Demba van Leeuwen

Personal information
- Full name: Demba Steven Camara van Leeuwen
- Date of birth: 19 October 2000 (age 25)
- Place of birth: Amsterdam, Netherlands
- Height: 1.85 m (6 ft 1 in)
- Position: Forward

Team information
- Current team: Elia Lythrodonta

Youth career
- 2014–2019: Zeeburgia
- 2019–2020: Dordrecht

Senior career*
- Years: Team / Apps / (Gls)
- 2020–2021: APEA Akrotiri
- 2021–: Elia Lythrodonta

International career
- 2019–: Mali / 1 / (0)

= Demba van Leeuwen =

Dutch footballer (born 2000)

Demba Steven Camara van Leeuwen (born 19 October 2000) is a professional footballer who plays as a forward for Cypriot club Elia Lythrodonta.
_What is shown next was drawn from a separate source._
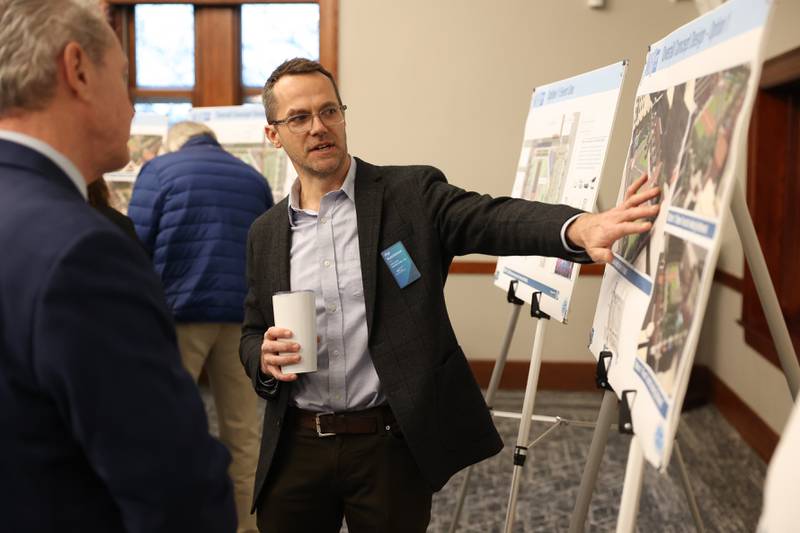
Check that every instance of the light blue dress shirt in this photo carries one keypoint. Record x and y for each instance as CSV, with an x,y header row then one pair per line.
x,y
325,258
Born in the Netherlands, van Leeuwen represents the Mali national football team.

==Career==
In September 2020, van Leeuwen joined Cypriot side APEA Akrotiri.

==International career==
Van Leeuwen was born in the Netherlands to a Malian father and Dutch mother. He made his debut for the Mali national football team in a friendly 1–2 loss over South Africa on 13 October 2019.